Marc Weisblott was one of blogland’s savviest culture commentators, but he
quit blogging. So said I on Monday. He read the item and on Tuesday began posting
again. This time he’s calling his posts radio
weisblogg, “news and commentary about the evolution of AM/FM
etc.” Have a look while it lasts. You’ll see what I meant. …
The Burlington Free Press, in Vermont, was the first daily newspaper I worked at (as a
feature writer). They even put me to work writing the occasional editorial. This item, “Banned in
Burlington” (via Poynter), would have caught my attention anyway.

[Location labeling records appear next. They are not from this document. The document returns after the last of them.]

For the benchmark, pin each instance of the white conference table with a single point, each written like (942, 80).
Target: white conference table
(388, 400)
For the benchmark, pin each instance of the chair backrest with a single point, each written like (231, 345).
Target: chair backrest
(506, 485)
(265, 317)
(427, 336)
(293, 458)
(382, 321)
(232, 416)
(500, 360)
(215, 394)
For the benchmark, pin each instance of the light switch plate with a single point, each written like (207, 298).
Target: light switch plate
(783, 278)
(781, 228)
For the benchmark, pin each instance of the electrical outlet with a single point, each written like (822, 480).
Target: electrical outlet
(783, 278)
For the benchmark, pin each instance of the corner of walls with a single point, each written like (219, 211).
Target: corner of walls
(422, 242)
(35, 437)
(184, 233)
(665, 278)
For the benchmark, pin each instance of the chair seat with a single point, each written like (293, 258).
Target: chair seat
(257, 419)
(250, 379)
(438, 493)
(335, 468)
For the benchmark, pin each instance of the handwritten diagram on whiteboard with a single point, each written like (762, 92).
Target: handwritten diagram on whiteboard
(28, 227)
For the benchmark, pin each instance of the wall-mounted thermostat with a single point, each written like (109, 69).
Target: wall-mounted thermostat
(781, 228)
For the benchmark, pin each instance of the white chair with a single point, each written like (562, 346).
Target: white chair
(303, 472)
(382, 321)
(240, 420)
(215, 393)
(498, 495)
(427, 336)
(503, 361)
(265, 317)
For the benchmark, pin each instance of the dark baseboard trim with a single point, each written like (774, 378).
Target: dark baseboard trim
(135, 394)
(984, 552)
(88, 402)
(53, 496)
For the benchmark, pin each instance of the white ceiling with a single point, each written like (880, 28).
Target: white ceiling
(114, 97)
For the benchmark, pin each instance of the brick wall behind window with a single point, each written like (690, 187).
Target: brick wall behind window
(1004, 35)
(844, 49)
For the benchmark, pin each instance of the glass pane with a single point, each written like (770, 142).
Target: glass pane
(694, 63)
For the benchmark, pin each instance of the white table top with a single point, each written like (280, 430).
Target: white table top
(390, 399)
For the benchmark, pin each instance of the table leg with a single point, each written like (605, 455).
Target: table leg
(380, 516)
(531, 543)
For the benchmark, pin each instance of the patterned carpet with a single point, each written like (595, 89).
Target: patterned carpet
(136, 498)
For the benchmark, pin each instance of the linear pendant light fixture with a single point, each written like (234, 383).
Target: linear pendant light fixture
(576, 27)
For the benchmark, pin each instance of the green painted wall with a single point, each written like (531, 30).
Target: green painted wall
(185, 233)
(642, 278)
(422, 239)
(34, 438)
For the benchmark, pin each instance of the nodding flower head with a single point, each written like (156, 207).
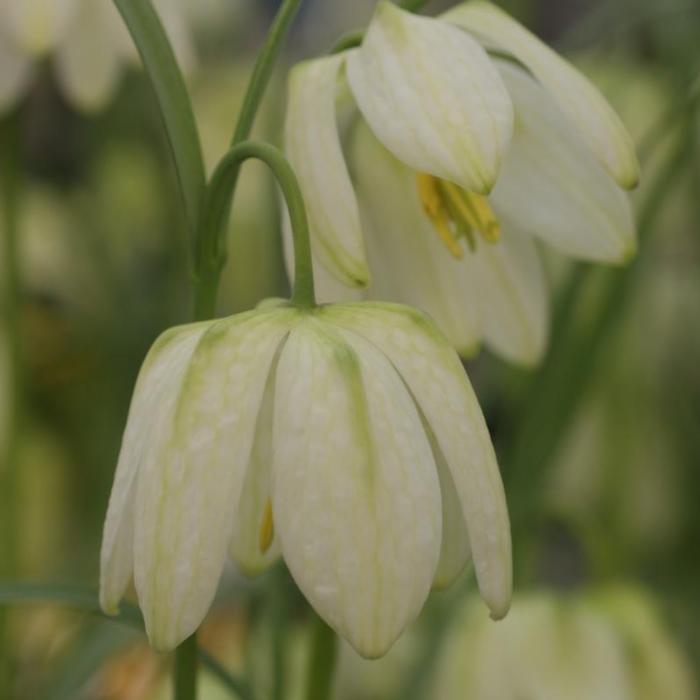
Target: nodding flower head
(344, 438)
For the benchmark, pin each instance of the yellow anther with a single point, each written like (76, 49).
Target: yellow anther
(474, 209)
(267, 528)
(434, 207)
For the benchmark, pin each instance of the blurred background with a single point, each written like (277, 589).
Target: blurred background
(599, 447)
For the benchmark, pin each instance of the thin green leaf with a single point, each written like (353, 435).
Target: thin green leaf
(176, 109)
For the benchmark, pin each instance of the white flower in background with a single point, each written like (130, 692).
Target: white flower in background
(347, 438)
(87, 41)
(608, 645)
(456, 161)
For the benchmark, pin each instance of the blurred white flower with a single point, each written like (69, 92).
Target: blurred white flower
(485, 151)
(347, 438)
(607, 645)
(87, 41)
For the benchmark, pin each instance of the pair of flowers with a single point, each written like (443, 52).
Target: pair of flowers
(347, 437)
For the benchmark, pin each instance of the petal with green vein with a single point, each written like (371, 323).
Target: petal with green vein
(355, 490)
(187, 488)
(433, 97)
(433, 373)
(312, 144)
(575, 95)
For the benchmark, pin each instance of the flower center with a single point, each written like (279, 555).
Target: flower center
(456, 213)
(267, 528)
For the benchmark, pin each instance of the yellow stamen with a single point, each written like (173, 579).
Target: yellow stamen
(434, 207)
(474, 209)
(267, 528)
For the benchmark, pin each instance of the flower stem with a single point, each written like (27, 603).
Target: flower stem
(217, 205)
(175, 107)
(324, 651)
(186, 669)
(550, 402)
(210, 255)
(262, 70)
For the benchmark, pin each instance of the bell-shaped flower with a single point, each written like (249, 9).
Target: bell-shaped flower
(88, 41)
(430, 166)
(345, 438)
(602, 643)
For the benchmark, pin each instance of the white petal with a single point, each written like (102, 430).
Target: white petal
(433, 97)
(313, 146)
(37, 26)
(15, 72)
(409, 262)
(355, 489)
(435, 376)
(512, 295)
(553, 186)
(255, 499)
(150, 415)
(577, 98)
(88, 62)
(188, 487)
(455, 552)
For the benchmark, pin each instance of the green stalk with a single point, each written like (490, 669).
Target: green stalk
(175, 107)
(211, 245)
(186, 669)
(10, 335)
(324, 652)
(556, 390)
(218, 200)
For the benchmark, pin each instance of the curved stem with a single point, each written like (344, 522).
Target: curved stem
(175, 107)
(263, 69)
(209, 263)
(186, 670)
(324, 650)
(217, 207)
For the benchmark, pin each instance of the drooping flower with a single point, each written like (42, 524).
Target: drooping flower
(346, 438)
(430, 166)
(87, 40)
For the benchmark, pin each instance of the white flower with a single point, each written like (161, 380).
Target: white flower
(346, 437)
(606, 644)
(432, 125)
(87, 39)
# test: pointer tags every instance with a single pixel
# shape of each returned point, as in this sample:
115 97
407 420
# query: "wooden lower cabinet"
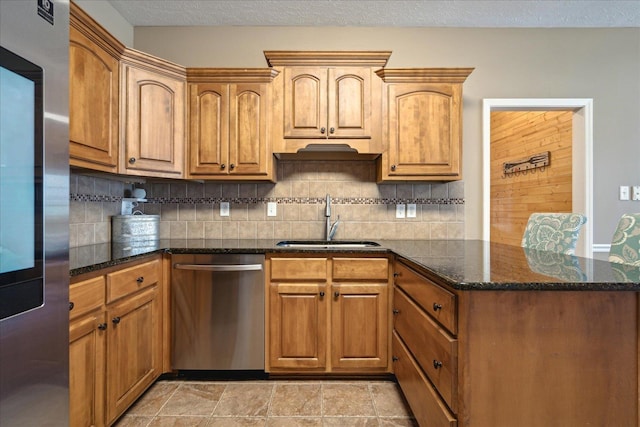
328 315
115 345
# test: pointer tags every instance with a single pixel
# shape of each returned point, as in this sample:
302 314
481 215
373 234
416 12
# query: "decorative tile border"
279 200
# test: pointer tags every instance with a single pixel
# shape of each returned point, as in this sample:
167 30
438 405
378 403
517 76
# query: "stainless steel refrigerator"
34 212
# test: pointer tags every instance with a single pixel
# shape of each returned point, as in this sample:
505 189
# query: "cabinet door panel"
298 329
93 105
209 127
349 104
135 349
154 132
424 130
248 133
86 371
305 102
359 326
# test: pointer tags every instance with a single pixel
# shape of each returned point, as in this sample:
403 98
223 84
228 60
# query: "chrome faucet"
331 229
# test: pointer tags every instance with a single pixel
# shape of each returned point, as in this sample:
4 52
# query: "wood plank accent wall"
517 135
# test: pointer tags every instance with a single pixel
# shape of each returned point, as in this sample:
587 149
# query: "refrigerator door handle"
218 267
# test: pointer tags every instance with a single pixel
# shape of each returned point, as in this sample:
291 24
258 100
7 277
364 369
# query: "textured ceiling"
386 13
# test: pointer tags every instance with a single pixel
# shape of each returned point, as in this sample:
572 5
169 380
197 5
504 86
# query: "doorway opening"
582 157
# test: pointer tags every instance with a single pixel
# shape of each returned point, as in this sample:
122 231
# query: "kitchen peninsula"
487 334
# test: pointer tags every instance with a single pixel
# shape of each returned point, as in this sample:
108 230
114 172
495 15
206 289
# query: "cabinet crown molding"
231 75
424 75
327 58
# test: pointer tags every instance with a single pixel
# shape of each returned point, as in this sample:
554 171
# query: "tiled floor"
270 403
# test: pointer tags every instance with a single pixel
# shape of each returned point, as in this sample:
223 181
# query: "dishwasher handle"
218 267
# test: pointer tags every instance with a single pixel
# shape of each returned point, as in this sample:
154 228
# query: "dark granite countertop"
460 264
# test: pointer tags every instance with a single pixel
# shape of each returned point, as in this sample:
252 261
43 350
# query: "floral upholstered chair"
555 232
625 245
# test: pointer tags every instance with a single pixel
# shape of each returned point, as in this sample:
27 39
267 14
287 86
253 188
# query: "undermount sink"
327 244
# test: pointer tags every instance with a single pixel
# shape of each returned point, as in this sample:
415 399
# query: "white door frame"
582 172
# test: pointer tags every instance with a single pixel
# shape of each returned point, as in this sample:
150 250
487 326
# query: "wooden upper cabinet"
228 124
423 124
327 98
153 116
93 94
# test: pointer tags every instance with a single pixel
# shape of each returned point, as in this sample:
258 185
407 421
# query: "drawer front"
86 296
425 403
433 348
438 302
361 268
129 280
299 269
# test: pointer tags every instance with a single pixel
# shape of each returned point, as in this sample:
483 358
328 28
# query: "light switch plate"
272 208
224 208
624 192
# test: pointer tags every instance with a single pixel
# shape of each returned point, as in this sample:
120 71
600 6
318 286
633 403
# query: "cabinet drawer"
361 268
438 302
86 296
435 351
425 403
299 269
132 279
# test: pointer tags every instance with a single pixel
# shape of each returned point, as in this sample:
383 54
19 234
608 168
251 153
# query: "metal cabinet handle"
218 267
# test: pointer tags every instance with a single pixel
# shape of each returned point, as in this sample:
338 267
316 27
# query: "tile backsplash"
191 209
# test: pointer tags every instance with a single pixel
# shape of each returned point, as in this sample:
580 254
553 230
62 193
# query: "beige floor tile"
237 422
133 421
245 399
294 422
350 422
347 399
296 400
194 398
152 401
388 400
185 421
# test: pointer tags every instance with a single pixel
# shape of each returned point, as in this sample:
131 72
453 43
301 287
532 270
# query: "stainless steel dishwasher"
217 306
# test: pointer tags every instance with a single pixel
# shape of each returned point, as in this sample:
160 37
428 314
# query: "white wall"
603 64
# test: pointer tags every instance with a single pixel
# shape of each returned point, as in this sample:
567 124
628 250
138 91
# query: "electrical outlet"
411 210
224 208
272 208
624 192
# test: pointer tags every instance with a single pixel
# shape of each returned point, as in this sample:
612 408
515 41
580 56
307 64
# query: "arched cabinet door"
93 97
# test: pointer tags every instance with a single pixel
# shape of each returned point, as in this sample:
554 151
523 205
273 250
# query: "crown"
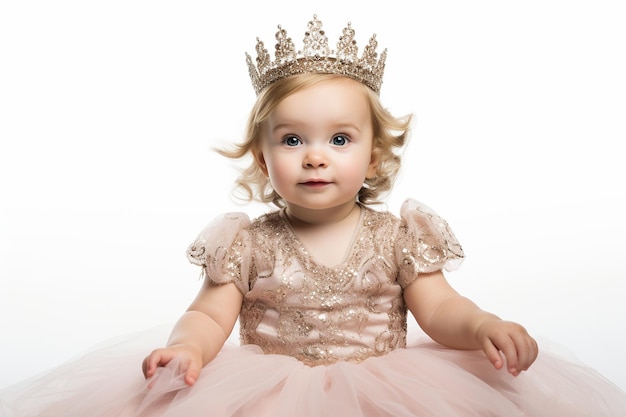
317 57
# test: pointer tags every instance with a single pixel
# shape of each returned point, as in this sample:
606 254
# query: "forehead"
335 100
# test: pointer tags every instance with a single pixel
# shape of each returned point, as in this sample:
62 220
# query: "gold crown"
317 57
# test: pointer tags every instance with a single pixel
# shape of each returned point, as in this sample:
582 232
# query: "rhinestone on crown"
317 57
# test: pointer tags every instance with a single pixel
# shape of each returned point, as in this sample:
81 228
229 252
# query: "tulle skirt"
424 380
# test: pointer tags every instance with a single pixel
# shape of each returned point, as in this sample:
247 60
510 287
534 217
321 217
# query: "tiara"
317 57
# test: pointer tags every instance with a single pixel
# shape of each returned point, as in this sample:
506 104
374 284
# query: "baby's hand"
519 349
189 357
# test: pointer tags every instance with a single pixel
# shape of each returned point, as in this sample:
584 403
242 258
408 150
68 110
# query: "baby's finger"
493 354
509 350
527 351
193 372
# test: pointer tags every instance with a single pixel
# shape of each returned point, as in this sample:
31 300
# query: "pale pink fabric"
318 341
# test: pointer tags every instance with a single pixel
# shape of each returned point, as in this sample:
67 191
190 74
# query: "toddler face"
317 145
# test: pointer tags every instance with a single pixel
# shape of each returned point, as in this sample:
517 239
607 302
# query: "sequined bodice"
319 315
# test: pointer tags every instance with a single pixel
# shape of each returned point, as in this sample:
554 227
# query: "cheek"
280 170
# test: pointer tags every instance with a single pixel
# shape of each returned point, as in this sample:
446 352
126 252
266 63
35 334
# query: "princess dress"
319 341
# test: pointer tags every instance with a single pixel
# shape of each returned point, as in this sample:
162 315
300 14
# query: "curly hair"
390 135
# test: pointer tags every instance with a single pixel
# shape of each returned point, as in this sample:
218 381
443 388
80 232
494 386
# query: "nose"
315 158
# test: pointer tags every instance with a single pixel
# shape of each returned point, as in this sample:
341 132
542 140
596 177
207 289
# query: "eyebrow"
337 126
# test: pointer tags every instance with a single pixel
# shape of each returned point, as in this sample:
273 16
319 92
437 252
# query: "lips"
314 182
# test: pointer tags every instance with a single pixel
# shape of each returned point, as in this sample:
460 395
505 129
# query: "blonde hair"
390 134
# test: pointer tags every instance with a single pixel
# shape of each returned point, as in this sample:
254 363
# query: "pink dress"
318 341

But it’s particularly lousy news for someone who was proud to work there once
upon a time. …
This op-ed piece also grabbed my eye: “Improve the CIA? Better to abolish
it.” It’s from February in the San Francisco Chronicle, but very timely
in view of George Tenet’s testimony earlier this week before the 9/11 commission. And it’s by the
historian Chalmers Johnson, the same guy who wrote with chilling prescience in “Blowback: The Costs and
Consequences of American Empire,” a year before the 9/11
attacks:
Terrorism by definition strikes at the innocent in order to draw attention to
the sins of the invulnerable. The innocent of the twenty-first century are going to harvest
unexpected blowback disasters from the imperialist escapades of recent decades. Although most
Americans may be largely ignorant of what was, and still is, being done in their names, all are
likely to pay a steep price — individually and collectively — for their nation’s continued efforts to
dominate the global scene. Before the damage of heedless triumphalist acts and the triumphalist
rhetoric and propaganda that goes with them becomes irreversible, it is important to open a new
discussion of our global role …
Has the damage become irreversible? Johnson thinks so, as noted earlier this week.